De hecho, en los diálogos, brillantes, ágiles, ingeniosos, reside buena parte del encanto de este trabajo. Baudoin y Fred construyen una historia policiaca, una trama alrededor de un crimen y la consiguiente investigación, remodelando algunos de los ingredientes clásicos del género negro (el suspense, los interrogatorios, la recolección de pistas, la escena final de desenlace y exposición del caso por parte del detective, etc.) y dotándolos de cierta hondura lírica y un mucho de humanidad en la creación de personajes. Éstos, nuevamente, son descritos sobre todo por medio de sus diálogos; el personaje se modela por medio de sus palabras, podríamos decir:
- ... ¿Hace mucho que conocías a Ogier?
- No lo conocía.

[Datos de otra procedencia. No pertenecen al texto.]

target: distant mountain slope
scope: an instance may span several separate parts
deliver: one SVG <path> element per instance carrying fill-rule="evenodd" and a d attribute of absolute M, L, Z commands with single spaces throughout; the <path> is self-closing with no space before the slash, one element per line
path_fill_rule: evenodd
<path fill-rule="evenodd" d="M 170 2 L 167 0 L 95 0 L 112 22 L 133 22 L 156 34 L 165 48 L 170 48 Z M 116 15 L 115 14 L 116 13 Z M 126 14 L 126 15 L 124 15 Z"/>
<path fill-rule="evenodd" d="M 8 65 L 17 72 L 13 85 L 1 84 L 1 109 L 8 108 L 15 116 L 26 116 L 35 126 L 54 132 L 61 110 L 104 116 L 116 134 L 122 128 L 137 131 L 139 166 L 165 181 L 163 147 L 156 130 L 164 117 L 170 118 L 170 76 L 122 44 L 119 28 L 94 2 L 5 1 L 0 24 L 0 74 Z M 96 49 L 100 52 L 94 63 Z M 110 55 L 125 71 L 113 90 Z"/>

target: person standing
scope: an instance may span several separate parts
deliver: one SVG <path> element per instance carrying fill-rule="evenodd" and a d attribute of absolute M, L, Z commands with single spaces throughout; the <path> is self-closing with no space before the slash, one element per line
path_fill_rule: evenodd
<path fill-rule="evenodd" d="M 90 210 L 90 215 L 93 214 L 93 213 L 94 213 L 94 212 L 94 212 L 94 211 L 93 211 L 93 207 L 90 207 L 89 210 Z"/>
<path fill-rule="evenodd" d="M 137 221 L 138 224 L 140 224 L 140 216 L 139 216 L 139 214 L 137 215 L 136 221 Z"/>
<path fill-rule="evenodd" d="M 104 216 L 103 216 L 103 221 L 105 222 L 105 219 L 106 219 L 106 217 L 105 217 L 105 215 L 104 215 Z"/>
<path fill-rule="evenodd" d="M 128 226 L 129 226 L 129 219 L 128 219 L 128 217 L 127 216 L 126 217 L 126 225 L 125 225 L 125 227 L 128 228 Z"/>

Nos encontrábamos de vez en cuando. Bebíamos un trago y hablábamos de motos.
- ¿Y ya está?
- Sí.
- ¿En su casa?
- En el bareto.
- ¿Tienes trabajo?
- No, estoy en parox.
- En el paro.
- Yo digo parox. Me relaja.
- Como quieras. Me importa un rábano [...] ¿Dónde estabas el lunes entre las veinte y las veintidós treinta?
- Todo el rato con mi familia.
- ¿Qué sucedió?
- El martes por la mañana fui a verlo.
- Para hablar de motos.
- Sí. Estaba en el suelo, en medio de un charco de sangre. Entoces los llamé. Si yo lo hubiera matado, no los habría avisado.
- Tal vez sí. Según tu opinión, ¿Qué le sucedió a Ogier?
- Un cabrón vino a mangarle la pasta. Vincent apareció y la cosa se enredó.
- ¿Su pasta? ¿o la pasta de otro?
- No comprendo de qué me habla.
- Voy a decírtelo más claro. Ogier atraca a un tipo. No es un principìante. El atracado atraca al atracador y la cosa se complica. Tenemos un fragmento de historia en común. Adelante.
- Ni idea. Yo no estaba allí.
- Creo que sí. El atraco lo hicistéis juntos. Y el lunes fuiste a buscar tu parte.
- ¡Joder, yo no lo maté! ¡Lo encontré muerto!
- Veremos si encontramos tus huellas en el calentador de agua. Ya sabes, el escondite.
- ¡Joder, yo no lo maté! ¡No salí de Stains! ¡Pregunte a mi familia!
- Ya sabes lo que significa el testimonio de una familia, y de una familia que hace piña: estax en un liox.
No se parece en nada Los cuatro ríos a otras obras de Baudoin que conocíamos, pero es igual en espíritu a todas ellas: siempre huyendo de las soluciones fáciles, siempre lírica, profunda y arriesgada. Todas ellas, obras "ilustradas" con un dibujo primoroso y evanescente, el del trazo ágil, irregular, expresionista, modulado, denso, de Edmond Baudoin; un dibujo que huele a poesía, "libre, humeante, provisto de brumas violetas". Así es este libro, en realidad: serie negra filtrada por el ritmo de Rimbaud. Nada menos.